HF whine and feedback. Pol cleared his throat as if that would make the signal clearer.
“Zero, send over” the voice from the radio responded.
“November four two, we are at point charlie zulu, awaiting alpha whisky over” replied Pol, alpha whisky was the helicopter unit’s call sign.
“Zero, roger figures ten, out”
Ten minutes until the helicopter arrived and lifted them to civilization.
The radio was dissembled and packed away. The men waited and strained their ears for the sound of the aircraft. Pol’s face was sore now, very swollen and hot. His eye was not closed, but it was close to being so.
The sound of the aircraft built slowly into their consciousness from a low and distant thump building all of the time until it became clear. The two bladed Bell Iroquois seemed like a throwback to Vietnam and the jungle war in that theatre. Pol mused on this as he waited the last couple of seconds and he thought about how the lessons had been learned there by the Americans and the SAS had been translated into the new tactics they had employed in the jungle. The British SAS has rotated its soldiers through the operation under the guise of the Australian SAS. The combat effectiveness of the Aussies had been legendary. Together with the British they were able to carry forward the skills learned in Malaya and Borneo and had taken to the jungle in small and flexible units under the command of non-commissioned officers to hunt down the Viet Cong in their own environment.
Low to the canopy the helicopter appeared up the valley. The American captain piloting the old bird looking for the clearing, he knew the landing would be tight, normally only with a couple of feet to spare around the rotor disc. Sure enough this pick up point was cut in dense jungle.
“This is a tight one, Zak” he spoke to his co-pilot.
“Yes sir, this will be close, I can’t see them or any smoke” Lieutenant Zak Cohen was a recent arrival in the Anglo American team, a fine pilot just learning his way round the jungle.
“You won’t see them, they will appear and get in”

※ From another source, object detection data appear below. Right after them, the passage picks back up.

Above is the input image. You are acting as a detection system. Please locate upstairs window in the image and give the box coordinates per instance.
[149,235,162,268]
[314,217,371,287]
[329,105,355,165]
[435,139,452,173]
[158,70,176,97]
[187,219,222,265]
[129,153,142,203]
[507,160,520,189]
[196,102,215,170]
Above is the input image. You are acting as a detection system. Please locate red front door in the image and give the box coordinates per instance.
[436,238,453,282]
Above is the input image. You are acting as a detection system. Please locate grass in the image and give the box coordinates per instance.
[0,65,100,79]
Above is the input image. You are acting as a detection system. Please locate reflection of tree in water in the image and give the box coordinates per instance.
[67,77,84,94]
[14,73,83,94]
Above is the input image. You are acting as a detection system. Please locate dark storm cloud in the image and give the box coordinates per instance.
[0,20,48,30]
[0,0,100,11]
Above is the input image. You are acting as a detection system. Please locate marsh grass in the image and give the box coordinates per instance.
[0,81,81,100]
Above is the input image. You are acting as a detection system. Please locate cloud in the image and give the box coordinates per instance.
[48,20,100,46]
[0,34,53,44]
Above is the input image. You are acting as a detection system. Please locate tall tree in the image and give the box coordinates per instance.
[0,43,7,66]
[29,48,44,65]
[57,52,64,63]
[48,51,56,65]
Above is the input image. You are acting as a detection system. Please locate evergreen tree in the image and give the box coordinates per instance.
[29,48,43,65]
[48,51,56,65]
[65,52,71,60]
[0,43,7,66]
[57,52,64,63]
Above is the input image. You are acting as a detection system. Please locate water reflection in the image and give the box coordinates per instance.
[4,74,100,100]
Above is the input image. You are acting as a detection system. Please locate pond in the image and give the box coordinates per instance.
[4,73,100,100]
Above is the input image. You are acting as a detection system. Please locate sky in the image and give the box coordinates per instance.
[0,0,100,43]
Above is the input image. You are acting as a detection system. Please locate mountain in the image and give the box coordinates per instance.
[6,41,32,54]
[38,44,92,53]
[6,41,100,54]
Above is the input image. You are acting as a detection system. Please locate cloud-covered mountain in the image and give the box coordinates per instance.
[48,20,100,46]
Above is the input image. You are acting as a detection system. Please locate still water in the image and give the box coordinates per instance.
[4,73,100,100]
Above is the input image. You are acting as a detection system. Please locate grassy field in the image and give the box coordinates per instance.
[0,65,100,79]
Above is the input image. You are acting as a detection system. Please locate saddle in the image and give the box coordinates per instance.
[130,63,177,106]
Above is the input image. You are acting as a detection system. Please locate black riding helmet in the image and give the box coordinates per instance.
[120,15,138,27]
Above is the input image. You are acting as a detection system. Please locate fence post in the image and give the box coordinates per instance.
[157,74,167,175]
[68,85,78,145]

The captain spoke as he gently put the helicopter into the centre of the clearing with inch perfect precision. As the skids touched the ground the load master opened the doors.
Cohen saw two figures appear from the tree line and run to the helicopter. Both were so dirty the pattern on their fatigues was indiscernible. Both men bearded and one of them had an injury to his face. The two men they were collecting had been in the bush for over two weeks on hard routine. Their skin was orange tinged with the anti-malarial quinine tablets they had taken and the effects of the sun under the canopy.
The load master pulled their heavy packs on board and the men climbed into the cabin, sat in the orange nylon webbing benches and strapped themselves in. They unloaded their shotguns as the helicopter left the ground and very quickly they were both sound asleep. The pilot flew low out of the jungle, the rollercoaster ride did not disturb the exhausted sleep that had overwhelmed them both.
Twenty minutes later skids were down at Airport Camp, Belize City. The soldiers climbed out of the helicopter and dragging their back packs with them they walked in slow motion towards the Nissan hut. They handed their shotguns in at the armoury.
“Winny, get yourself to the med centre mate, your face looks bad”
“Yeah, will do Sticks, just going for a shower and to get changed and I will. What about debrief?”
“It has been set for 10.00 tomorrow morning.” Replied Hicks.
“Ok mate, let’s have a beer later”
They would not go for a beer, Winchester’s insect bite had become infected and he spent the next five days in the military hospital on intravenous antibiotics. Hicks gave the debrief in the morning and when he disclosed the killings that had taken place in the field it was decided that they could no longer operate in the theatre. Hicks was flown to Fort Bragg in Carolina where he temporarily joined a training team. When Winchester had recovered sufficiently from the infection he was returned to his normal artillery unit. It was as if Tanjoc had never happened.